A ocupação de terras é uma forma de ação que supre necessidades imediatas

dos trabalhadores rurais e responde à violência exercida por latifundiários com o apoio

do Estado. É o canal utilizado para ultrapassar as barreiras impostas à participação dos

camponeses na política agrária do país. Como organização política que resulta da luta

pela vida, a mobilização dos Sem Terra desafia as relações de opressão e abre a

possibilidade para a formação de novos agentes políticos. No exercício da luta os

camponeses intervêm na história de opressão que é a formação do direito de

propriedade no Brasil e se constituem como sujeito coletivo que reclama a possibilidade

de tomar parte no destino da comunidade política.
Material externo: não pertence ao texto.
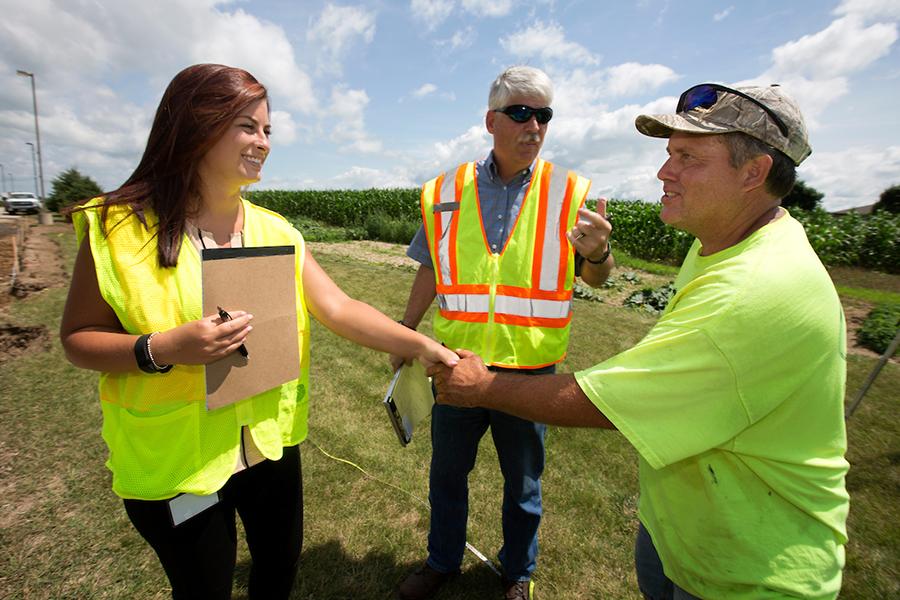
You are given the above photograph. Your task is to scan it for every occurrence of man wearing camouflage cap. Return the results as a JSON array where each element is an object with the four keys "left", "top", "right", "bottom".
[{"left": 427, "top": 83, "right": 850, "bottom": 599}]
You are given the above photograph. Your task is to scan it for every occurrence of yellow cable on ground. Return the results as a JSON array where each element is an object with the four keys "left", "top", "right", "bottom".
[{"left": 308, "top": 438, "right": 503, "bottom": 577}]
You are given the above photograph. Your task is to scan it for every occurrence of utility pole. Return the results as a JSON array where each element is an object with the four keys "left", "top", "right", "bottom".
[
  {"left": 16, "top": 70, "right": 46, "bottom": 202},
  {"left": 26, "top": 142, "right": 39, "bottom": 197}
]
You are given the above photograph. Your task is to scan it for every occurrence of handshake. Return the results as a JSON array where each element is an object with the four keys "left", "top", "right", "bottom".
[{"left": 425, "top": 349, "right": 494, "bottom": 409}]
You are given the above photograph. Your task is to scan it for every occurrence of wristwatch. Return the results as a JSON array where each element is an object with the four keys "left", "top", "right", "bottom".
[{"left": 586, "top": 241, "right": 611, "bottom": 264}]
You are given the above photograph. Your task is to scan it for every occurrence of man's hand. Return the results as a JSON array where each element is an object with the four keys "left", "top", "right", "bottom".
[
  {"left": 427, "top": 349, "right": 494, "bottom": 408},
  {"left": 567, "top": 198, "right": 612, "bottom": 262}
]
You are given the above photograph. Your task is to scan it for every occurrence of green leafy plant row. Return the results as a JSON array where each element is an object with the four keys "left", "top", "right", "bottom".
[
  {"left": 858, "top": 302, "right": 900, "bottom": 356},
  {"left": 248, "top": 188, "right": 421, "bottom": 227},
  {"left": 792, "top": 208, "right": 899, "bottom": 274},
  {"left": 251, "top": 191, "right": 899, "bottom": 273}
]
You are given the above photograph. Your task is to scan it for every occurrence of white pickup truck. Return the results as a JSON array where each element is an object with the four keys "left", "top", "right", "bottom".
[{"left": 4, "top": 192, "right": 42, "bottom": 215}]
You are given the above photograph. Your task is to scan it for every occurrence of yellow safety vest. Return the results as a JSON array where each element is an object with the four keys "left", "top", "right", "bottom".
[
  {"left": 421, "top": 159, "right": 590, "bottom": 368},
  {"left": 74, "top": 198, "right": 310, "bottom": 500}
]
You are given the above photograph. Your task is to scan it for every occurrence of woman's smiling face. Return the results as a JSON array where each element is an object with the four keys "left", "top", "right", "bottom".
[{"left": 198, "top": 98, "right": 271, "bottom": 190}]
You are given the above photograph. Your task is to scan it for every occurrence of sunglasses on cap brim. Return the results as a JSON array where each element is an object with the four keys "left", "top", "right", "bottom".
[
  {"left": 493, "top": 105, "right": 553, "bottom": 125},
  {"left": 677, "top": 83, "right": 789, "bottom": 138}
]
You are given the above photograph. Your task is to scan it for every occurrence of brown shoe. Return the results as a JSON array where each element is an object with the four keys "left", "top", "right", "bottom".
[
  {"left": 502, "top": 578, "right": 534, "bottom": 600},
  {"left": 396, "top": 563, "right": 457, "bottom": 600}
]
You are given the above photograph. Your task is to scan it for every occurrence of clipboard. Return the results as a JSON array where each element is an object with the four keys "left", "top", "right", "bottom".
[
  {"left": 202, "top": 245, "right": 300, "bottom": 411},
  {"left": 383, "top": 361, "right": 435, "bottom": 446}
]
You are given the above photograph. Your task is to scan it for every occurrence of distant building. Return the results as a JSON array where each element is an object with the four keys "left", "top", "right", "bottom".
[{"left": 830, "top": 203, "right": 876, "bottom": 216}]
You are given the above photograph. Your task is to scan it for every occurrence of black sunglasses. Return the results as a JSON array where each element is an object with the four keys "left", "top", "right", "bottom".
[
  {"left": 677, "top": 83, "right": 789, "bottom": 138},
  {"left": 493, "top": 104, "right": 553, "bottom": 125}
]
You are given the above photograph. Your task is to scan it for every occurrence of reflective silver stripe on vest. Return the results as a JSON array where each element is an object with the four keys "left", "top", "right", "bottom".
[
  {"left": 437, "top": 293, "right": 490, "bottom": 312},
  {"left": 495, "top": 295, "right": 572, "bottom": 319},
  {"left": 439, "top": 293, "right": 571, "bottom": 319},
  {"left": 538, "top": 164, "right": 572, "bottom": 291},
  {"left": 436, "top": 170, "right": 459, "bottom": 286}
]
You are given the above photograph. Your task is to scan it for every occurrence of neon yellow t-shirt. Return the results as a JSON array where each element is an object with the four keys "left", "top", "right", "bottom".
[{"left": 575, "top": 212, "right": 849, "bottom": 599}]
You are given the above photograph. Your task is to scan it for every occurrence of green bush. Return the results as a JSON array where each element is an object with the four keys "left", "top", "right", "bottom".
[
  {"left": 782, "top": 179, "right": 823, "bottom": 211},
  {"left": 47, "top": 168, "right": 103, "bottom": 213},
  {"left": 857, "top": 303, "right": 900, "bottom": 356},
  {"left": 363, "top": 214, "right": 420, "bottom": 244},
  {"left": 286, "top": 216, "right": 365, "bottom": 242},
  {"left": 875, "top": 184, "right": 900, "bottom": 214}
]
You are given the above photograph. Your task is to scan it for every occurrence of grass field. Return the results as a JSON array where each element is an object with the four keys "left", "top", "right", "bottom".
[{"left": 0, "top": 228, "right": 897, "bottom": 599}]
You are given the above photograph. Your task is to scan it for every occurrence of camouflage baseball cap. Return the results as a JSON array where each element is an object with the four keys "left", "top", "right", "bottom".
[{"left": 635, "top": 83, "right": 811, "bottom": 165}]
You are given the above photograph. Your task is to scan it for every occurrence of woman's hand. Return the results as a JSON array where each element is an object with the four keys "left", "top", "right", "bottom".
[
  {"left": 152, "top": 311, "right": 253, "bottom": 366},
  {"left": 416, "top": 338, "right": 459, "bottom": 369}
]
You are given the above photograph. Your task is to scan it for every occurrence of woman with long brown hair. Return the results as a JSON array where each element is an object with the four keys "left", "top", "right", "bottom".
[{"left": 59, "top": 63, "right": 457, "bottom": 599}]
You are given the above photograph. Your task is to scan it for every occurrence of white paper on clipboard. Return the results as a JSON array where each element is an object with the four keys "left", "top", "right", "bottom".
[{"left": 382, "top": 361, "right": 435, "bottom": 446}]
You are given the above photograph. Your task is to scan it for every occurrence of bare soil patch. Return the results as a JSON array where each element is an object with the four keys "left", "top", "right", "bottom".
[
  {"left": 308, "top": 240, "right": 418, "bottom": 270},
  {"left": 0, "top": 325, "right": 50, "bottom": 365},
  {"left": 13, "top": 220, "right": 70, "bottom": 296},
  {"left": 0, "top": 218, "right": 69, "bottom": 362}
]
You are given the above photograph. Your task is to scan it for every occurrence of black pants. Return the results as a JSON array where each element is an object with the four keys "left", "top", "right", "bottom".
[{"left": 124, "top": 445, "right": 303, "bottom": 600}]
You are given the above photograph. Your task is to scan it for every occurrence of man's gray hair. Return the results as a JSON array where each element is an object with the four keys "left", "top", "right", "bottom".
[
  {"left": 488, "top": 66, "right": 554, "bottom": 110},
  {"left": 721, "top": 132, "right": 797, "bottom": 199}
]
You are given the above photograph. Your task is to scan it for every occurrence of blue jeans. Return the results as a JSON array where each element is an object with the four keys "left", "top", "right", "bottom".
[
  {"left": 426, "top": 365, "right": 552, "bottom": 581},
  {"left": 635, "top": 522, "right": 702, "bottom": 600}
]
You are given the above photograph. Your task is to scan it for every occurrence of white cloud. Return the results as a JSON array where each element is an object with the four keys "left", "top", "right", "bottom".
[
  {"left": 270, "top": 111, "right": 297, "bottom": 146},
  {"left": 713, "top": 6, "right": 734, "bottom": 21},
  {"left": 306, "top": 3, "right": 376, "bottom": 75},
  {"left": 738, "top": 13, "right": 897, "bottom": 131},
  {"left": 331, "top": 165, "right": 417, "bottom": 188},
  {"left": 328, "top": 85, "right": 382, "bottom": 154},
  {"left": 408, "top": 125, "right": 491, "bottom": 182},
  {"left": 768, "top": 16, "right": 896, "bottom": 80},
  {"left": 192, "top": 9, "right": 317, "bottom": 113},
  {"left": 410, "top": 0, "right": 455, "bottom": 28},
  {"left": 835, "top": 0, "right": 900, "bottom": 21},
  {"left": 0, "top": 0, "right": 322, "bottom": 190},
  {"left": 461, "top": 0, "right": 512, "bottom": 17},
  {"left": 800, "top": 145, "right": 900, "bottom": 210},
  {"left": 412, "top": 83, "right": 438, "bottom": 98},
  {"left": 437, "top": 26, "right": 477, "bottom": 51},
  {"left": 500, "top": 21, "right": 600, "bottom": 66},
  {"left": 605, "top": 63, "right": 679, "bottom": 97}
]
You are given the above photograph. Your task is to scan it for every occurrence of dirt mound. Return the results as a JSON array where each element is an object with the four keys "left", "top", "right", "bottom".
[
  {"left": 0, "top": 324, "right": 50, "bottom": 364},
  {"left": 16, "top": 221, "right": 70, "bottom": 293}
]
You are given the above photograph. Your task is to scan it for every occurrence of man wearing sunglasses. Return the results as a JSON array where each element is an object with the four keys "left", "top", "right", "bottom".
[
  {"left": 428, "top": 83, "right": 849, "bottom": 599},
  {"left": 393, "top": 66, "right": 613, "bottom": 600}
]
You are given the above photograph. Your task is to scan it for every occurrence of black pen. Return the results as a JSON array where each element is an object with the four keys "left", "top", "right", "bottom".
[{"left": 217, "top": 306, "right": 249, "bottom": 358}]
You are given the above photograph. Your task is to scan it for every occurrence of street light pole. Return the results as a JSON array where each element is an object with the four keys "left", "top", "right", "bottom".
[
  {"left": 16, "top": 70, "right": 46, "bottom": 203},
  {"left": 0, "top": 163, "right": 6, "bottom": 195},
  {"left": 26, "top": 142, "right": 39, "bottom": 197}
]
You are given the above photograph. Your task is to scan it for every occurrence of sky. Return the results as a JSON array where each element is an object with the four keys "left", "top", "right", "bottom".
[{"left": 1, "top": 0, "right": 898, "bottom": 211}]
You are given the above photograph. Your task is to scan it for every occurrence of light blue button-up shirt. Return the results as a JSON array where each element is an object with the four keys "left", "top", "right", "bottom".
[{"left": 407, "top": 151, "right": 535, "bottom": 267}]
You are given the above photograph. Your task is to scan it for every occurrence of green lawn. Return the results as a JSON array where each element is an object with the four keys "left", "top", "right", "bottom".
[{"left": 1, "top": 230, "right": 897, "bottom": 598}]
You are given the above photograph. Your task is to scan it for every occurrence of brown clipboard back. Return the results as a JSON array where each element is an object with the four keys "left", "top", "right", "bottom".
[{"left": 202, "top": 246, "right": 300, "bottom": 411}]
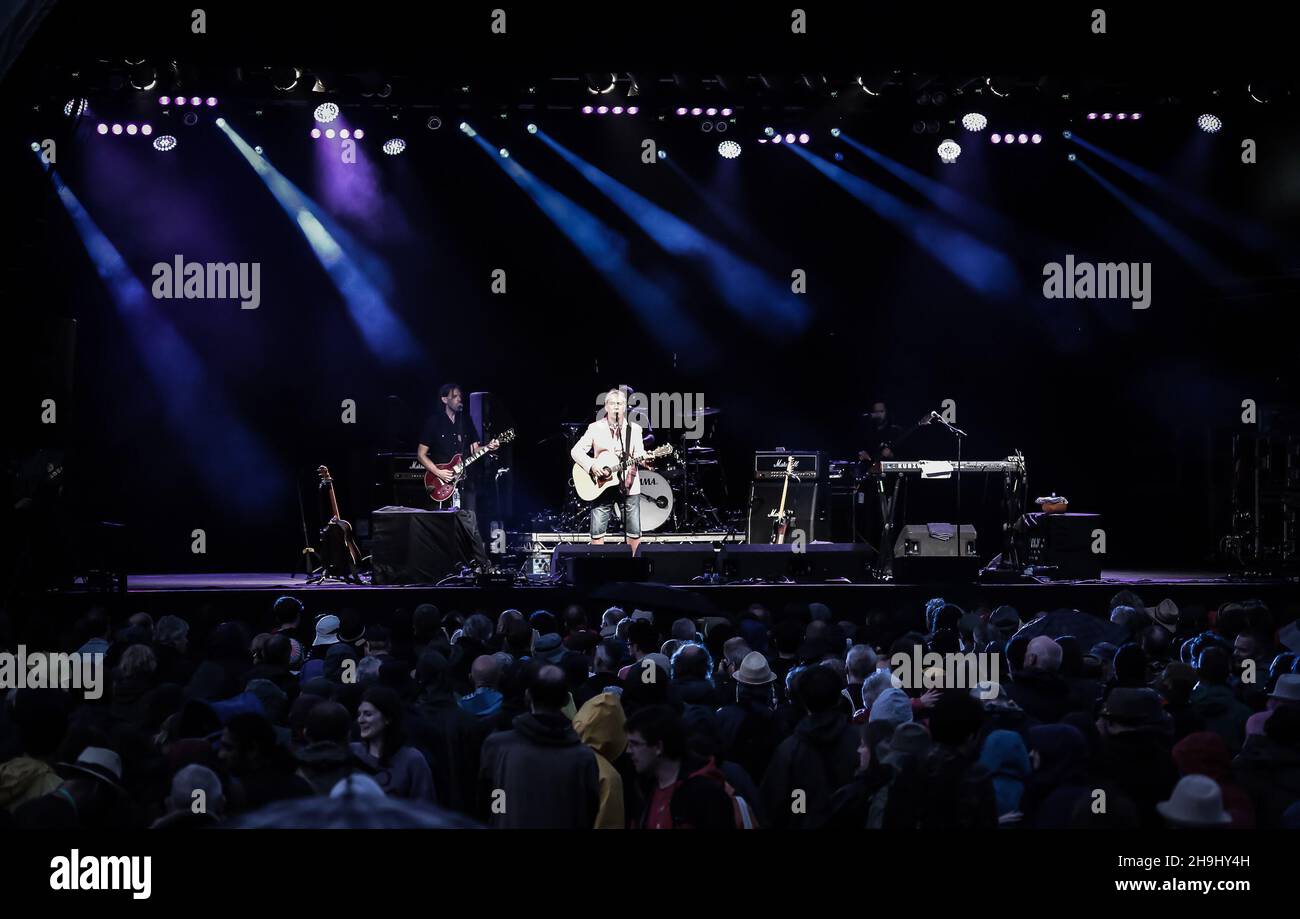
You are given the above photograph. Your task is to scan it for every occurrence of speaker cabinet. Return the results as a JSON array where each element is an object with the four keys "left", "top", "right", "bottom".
[{"left": 746, "top": 481, "right": 825, "bottom": 543}]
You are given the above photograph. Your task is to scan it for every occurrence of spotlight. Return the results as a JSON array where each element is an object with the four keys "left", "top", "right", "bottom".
[
  {"left": 582, "top": 105, "right": 594, "bottom": 114},
  {"left": 585, "top": 72, "right": 617, "bottom": 95},
  {"left": 314, "top": 102, "right": 340, "bottom": 123},
  {"left": 325, "top": 128, "right": 336, "bottom": 138},
  {"left": 126, "top": 124, "right": 138, "bottom": 135},
  {"left": 1087, "top": 112, "right": 1098, "bottom": 120},
  {"left": 189, "top": 97, "right": 201, "bottom": 106},
  {"left": 30, "top": 141, "right": 39, "bottom": 152},
  {"left": 596, "top": 105, "right": 609, "bottom": 114},
  {"left": 771, "top": 134, "right": 783, "bottom": 144},
  {"left": 63, "top": 98, "right": 88, "bottom": 118},
  {"left": 158, "top": 96, "right": 170, "bottom": 106},
  {"left": 715, "top": 121, "right": 727, "bottom": 133},
  {"left": 339, "top": 129, "right": 350, "bottom": 139},
  {"left": 961, "top": 112, "right": 987, "bottom": 132},
  {"left": 111, "top": 123, "right": 122, "bottom": 135},
  {"left": 206, "top": 97, "right": 217, "bottom": 107},
  {"left": 1017, "top": 133, "right": 1028, "bottom": 144},
  {"left": 1031, "top": 133, "right": 1042, "bottom": 144},
  {"left": 676, "top": 107, "right": 687, "bottom": 116},
  {"left": 937, "top": 139, "right": 961, "bottom": 163},
  {"left": 798, "top": 133, "right": 809, "bottom": 144},
  {"left": 1101, "top": 112, "right": 1113, "bottom": 120},
  {"left": 1116, "top": 112, "right": 1127, "bottom": 120},
  {"left": 216, "top": 117, "right": 226, "bottom": 127},
  {"left": 830, "top": 127, "right": 841, "bottom": 137},
  {"left": 720, "top": 108, "right": 732, "bottom": 116},
  {"left": 175, "top": 96, "right": 186, "bottom": 105},
  {"left": 499, "top": 147, "right": 509, "bottom": 158},
  {"left": 1131, "top": 112, "right": 1142, "bottom": 120},
  {"left": 527, "top": 123, "right": 538, "bottom": 134},
  {"left": 96, "top": 123, "right": 108, "bottom": 134},
  {"left": 784, "top": 133, "right": 795, "bottom": 143},
  {"left": 706, "top": 107, "right": 717, "bottom": 116},
  {"left": 657, "top": 149, "right": 666, "bottom": 160},
  {"left": 833, "top": 151, "right": 843, "bottom": 161},
  {"left": 701, "top": 121, "right": 713, "bottom": 132},
  {"left": 383, "top": 137, "right": 406, "bottom": 155},
  {"left": 691, "top": 107, "right": 702, "bottom": 116},
  {"left": 1197, "top": 113, "right": 1223, "bottom": 133},
  {"left": 353, "top": 129, "right": 364, "bottom": 139},
  {"left": 1062, "top": 130, "right": 1072, "bottom": 139},
  {"left": 271, "top": 66, "right": 301, "bottom": 92},
  {"left": 153, "top": 135, "right": 177, "bottom": 152},
  {"left": 1002, "top": 133, "right": 1015, "bottom": 143},
  {"left": 129, "top": 63, "right": 157, "bottom": 91},
  {"left": 427, "top": 116, "right": 442, "bottom": 130},
  {"left": 626, "top": 106, "right": 639, "bottom": 115},
  {"left": 763, "top": 126, "right": 774, "bottom": 136},
  {"left": 612, "top": 106, "right": 624, "bottom": 114},
  {"left": 311, "top": 128, "right": 321, "bottom": 138},
  {"left": 717, "top": 140, "right": 741, "bottom": 158},
  {"left": 1067, "top": 153, "right": 1077, "bottom": 162},
  {"left": 459, "top": 122, "right": 477, "bottom": 137},
  {"left": 254, "top": 145, "right": 263, "bottom": 155},
  {"left": 990, "top": 134, "right": 1000, "bottom": 144}
]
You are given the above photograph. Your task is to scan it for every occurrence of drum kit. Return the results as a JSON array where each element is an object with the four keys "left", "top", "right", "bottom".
[{"left": 550, "top": 405, "right": 728, "bottom": 533}]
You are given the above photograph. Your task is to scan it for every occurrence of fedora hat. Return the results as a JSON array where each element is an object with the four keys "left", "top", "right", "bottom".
[
  {"left": 1101, "top": 688, "right": 1170, "bottom": 727},
  {"left": 1147, "top": 598, "right": 1179, "bottom": 633},
  {"left": 734, "top": 651, "right": 776, "bottom": 686},
  {"left": 1157, "top": 774, "right": 1232, "bottom": 827},
  {"left": 56, "top": 746, "right": 125, "bottom": 794},
  {"left": 1270, "top": 673, "right": 1300, "bottom": 703}
]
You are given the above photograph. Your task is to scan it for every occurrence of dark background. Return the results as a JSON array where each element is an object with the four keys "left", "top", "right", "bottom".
[{"left": 3, "top": 3, "right": 1298, "bottom": 573}]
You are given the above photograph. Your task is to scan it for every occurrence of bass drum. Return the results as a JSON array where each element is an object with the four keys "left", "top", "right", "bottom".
[{"left": 616, "top": 470, "right": 674, "bottom": 532}]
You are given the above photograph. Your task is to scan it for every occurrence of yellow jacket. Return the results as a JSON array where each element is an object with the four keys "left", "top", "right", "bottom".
[{"left": 572, "top": 692, "right": 627, "bottom": 829}]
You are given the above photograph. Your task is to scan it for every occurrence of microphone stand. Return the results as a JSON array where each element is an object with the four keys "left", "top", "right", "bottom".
[{"left": 930, "top": 414, "right": 968, "bottom": 564}]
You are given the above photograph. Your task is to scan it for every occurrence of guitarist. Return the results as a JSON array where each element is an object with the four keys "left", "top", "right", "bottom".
[
  {"left": 571, "top": 388, "right": 648, "bottom": 556},
  {"left": 417, "top": 383, "right": 494, "bottom": 568}
]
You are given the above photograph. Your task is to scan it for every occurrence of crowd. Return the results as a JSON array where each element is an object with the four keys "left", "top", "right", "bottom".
[{"left": 1, "top": 590, "right": 1299, "bottom": 829}]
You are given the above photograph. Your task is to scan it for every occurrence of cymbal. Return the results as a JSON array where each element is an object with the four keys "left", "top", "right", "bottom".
[
  {"left": 560, "top": 422, "right": 586, "bottom": 431},
  {"left": 686, "top": 446, "right": 716, "bottom": 456},
  {"left": 683, "top": 407, "right": 721, "bottom": 419}
]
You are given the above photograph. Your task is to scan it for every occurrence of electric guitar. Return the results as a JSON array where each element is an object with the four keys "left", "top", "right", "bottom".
[
  {"left": 769, "top": 455, "right": 797, "bottom": 544},
  {"left": 424, "top": 428, "right": 516, "bottom": 504},
  {"left": 317, "top": 465, "right": 362, "bottom": 576},
  {"left": 573, "top": 444, "right": 674, "bottom": 502}
]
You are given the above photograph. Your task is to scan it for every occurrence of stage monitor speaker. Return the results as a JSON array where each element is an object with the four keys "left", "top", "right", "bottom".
[
  {"left": 640, "top": 544, "right": 721, "bottom": 584},
  {"left": 371, "top": 508, "right": 466, "bottom": 584},
  {"left": 553, "top": 544, "right": 650, "bottom": 587},
  {"left": 1014, "top": 512, "right": 1103, "bottom": 580},
  {"left": 892, "top": 523, "right": 979, "bottom": 583},
  {"left": 746, "top": 480, "right": 825, "bottom": 543},
  {"left": 718, "top": 543, "right": 874, "bottom": 583}
]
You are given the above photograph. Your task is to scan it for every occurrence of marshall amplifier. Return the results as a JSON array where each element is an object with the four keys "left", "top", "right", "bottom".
[
  {"left": 752, "top": 450, "right": 826, "bottom": 481},
  {"left": 376, "top": 452, "right": 433, "bottom": 508}
]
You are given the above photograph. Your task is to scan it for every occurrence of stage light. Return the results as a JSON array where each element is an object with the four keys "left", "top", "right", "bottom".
[
  {"left": 126, "top": 124, "right": 138, "bottom": 135},
  {"left": 130, "top": 63, "right": 157, "bottom": 91},
  {"left": 702, "top": 121, "right": 713, "bottom": 133},
  {"left": 271, "top": 66, "right": 301, "bottom": 91},
  {"left": 189, "top": 96, "right": 201, "bottom": 106},
  {"left": 1002, "top": 133, "right": 1015, "bottom": 143},
  {"left": 325, "top": 128, "right": 335, "bottom": 138},
  {"left": 833, "top": 151, "right": 843, "bottom": 161},
  {"left": 657, "top": 149, "right": 667, "bottom": 159},
  {"left": 937, "top": 139, "right": 961, "bottom": 163},
  {"left": 784, "top": 133, "right": 795, "bottom": 143},
  {"left": 691, "top": 107, "right": 702, "bottom": 116},
  {"left": 382, "top": 137, "right": 406, "bottom": 155},
  {"left": 721, "top": 107, "right": 732, "bottom": 116},
  {"left": 311, "top": 128, "right": 321, "bottom": 138},
  {"left": 717, "top": 140, "right": 741, "bottom": 159},
  {"left": 314, "top": 102, "right": 340, "bottom": 123},
  {"left": 627, "top": 106, "right": 639, "bottom": 115},
  {"left": 339, "top": 129, "right": 350, "bottom": 139},
  {"left": 206, "top": 97, "right": 217, "bottom": 107},
  {"left": 1062, "top": 130, "right": 1072, "bottom": 139},
  {"left": 96, "top": 123, "right": 107, "bottom": 134},
  {"left": 183, "top": 112, "right": 198, "bottom": 126},
  {"left": 596, "top": 105, "right": 609, "bottom": 114},
  {"left": 1087, "top": 112, "right": 1098, "bottom": 120},
  {"left": 353, "top": 129, "right": 364, "bottom": 139},
  {"left": 1131, "top": 112, "right": 1142, "bottom": 120},
  {"left": 158, "top": 95, "right": 170, "bottom": 106},
  {"left": 585, "top": 73, "right": 617, "bottom": 95},
  {"left": 527, "top": 123, "right": 538, "bottom": 134},
  {"left": 498, "top": 147, "right": 510, "bottom": 158},
  {"left": 706, "top": 107, "right": 717, "bottom": 116},
  {"left": 111, "top": 123, "right": 122, "bottom": 135},
  {"left": 771, "top": 134, "right": 783, "bottom": 144},
  {"left": 1067, "top": 153, "right": 1077, "bottom": 162},
  {"left": 961, "top": 112, "right": 987, "bottom": 132},
  {"left": 830, "top": 127, "right": 841, "bottom": 137},
  {"left": 582, "top": 105, "right": 594, "bottom": 114},
  {"left": 798, "top": 133, "right": 809, "bottom": 144},
  {"left": 64, "top": 98, "right": 88, "bottom": 117},
  {"left": 1031, "top": 133, "right": 1042, "bottom": 144},
  {"left": 715, "top": 121, "right": 727, "bottom": 133},
  {"left": 30, "top": 141, "right": 39, "bottom": 152},
  {"left": 153, "top": 135, "right": 177, "bottom": 152},
  {"left": 426, "top": 116, "right": 442, "bottom": 130},
  {"left": 612, "top": 105, "right": 624, "bottom": 114},
  {"left": 764, "top": 126, "right": 774, "bottom": 136},
  {"left": 175, "top": 96, "right": 186, "bottom": 105},
  {"left": 254, "top": 145, "right": 263, "bottom": 155},
  {"left": 990, "top": 133, "right": 1000, "bottom": 144},
  {"left": 1017, "top": 133, "right": 1028, "bottom": 144},
  {"left": 1197, "top": 113, "right": 1223, "bottom": 133},
  {"left": 676, "top": 107, "right": 687, "bottom": 116},
  {"left": 215, "top": 117, "right": 226, "bottom": 127},
  {"left": 460, "top": 122, "right": 477, "bottom": 137}
]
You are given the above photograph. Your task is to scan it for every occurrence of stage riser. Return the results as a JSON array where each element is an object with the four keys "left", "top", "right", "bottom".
[{"left": 552, "top": 543, "right": 876, "bottom": 586}]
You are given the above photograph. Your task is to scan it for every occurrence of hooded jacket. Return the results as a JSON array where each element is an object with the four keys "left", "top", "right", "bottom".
[
  {"left": 478, "top": 711, "right": 600, "bottom": 829},
  {"left": 572, "top": 693, "right": 627, "bottom": 829},
  {"left": 1232, "top": 734, "right": 1300, "bottom": 828},
  {"left": 1188, "top": 683, "right": 1252, "bottom": 753},
  {"left": 759, "top": 709, "right": 858, "bottom": 829}
]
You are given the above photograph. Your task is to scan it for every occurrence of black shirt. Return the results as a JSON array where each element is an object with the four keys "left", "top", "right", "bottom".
[{"left": 420, "top": 409, "right": 482, "bottom": 488}]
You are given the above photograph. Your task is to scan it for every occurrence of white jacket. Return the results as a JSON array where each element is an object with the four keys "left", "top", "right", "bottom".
[{"left": 571, "top": 419, "right": 646, "bottom": 495}]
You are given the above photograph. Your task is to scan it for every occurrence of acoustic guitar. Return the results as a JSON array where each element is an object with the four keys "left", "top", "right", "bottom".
[
  {"left": 572, "top": 444, "right": 674, "bottom": 502},
  {"left": 317, "top": 465, "right": 361, "bottom": 577}
]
A cisão constitutiva entre os conceitos de violência e política que determina o

discurso sobre o direito operado pelo STF na decisão impõe seu fechamento cognitivo

às demandas que surgem de grupos historicamente marginalizados. A disputa entre a

ordem constituída e as resistências que impulsionam à mudança não pode ser limitada a

normas abstratas. Esse caráter caótico e aberto das possibilidades de uma reformulação

do destino é um elemento fundamental da democracia (Lefort, 1986) e é em razão e na

medida de suas possibilidades criativas que a ação insurgente deve ser entendida em

uma ordem que se afirma democrática.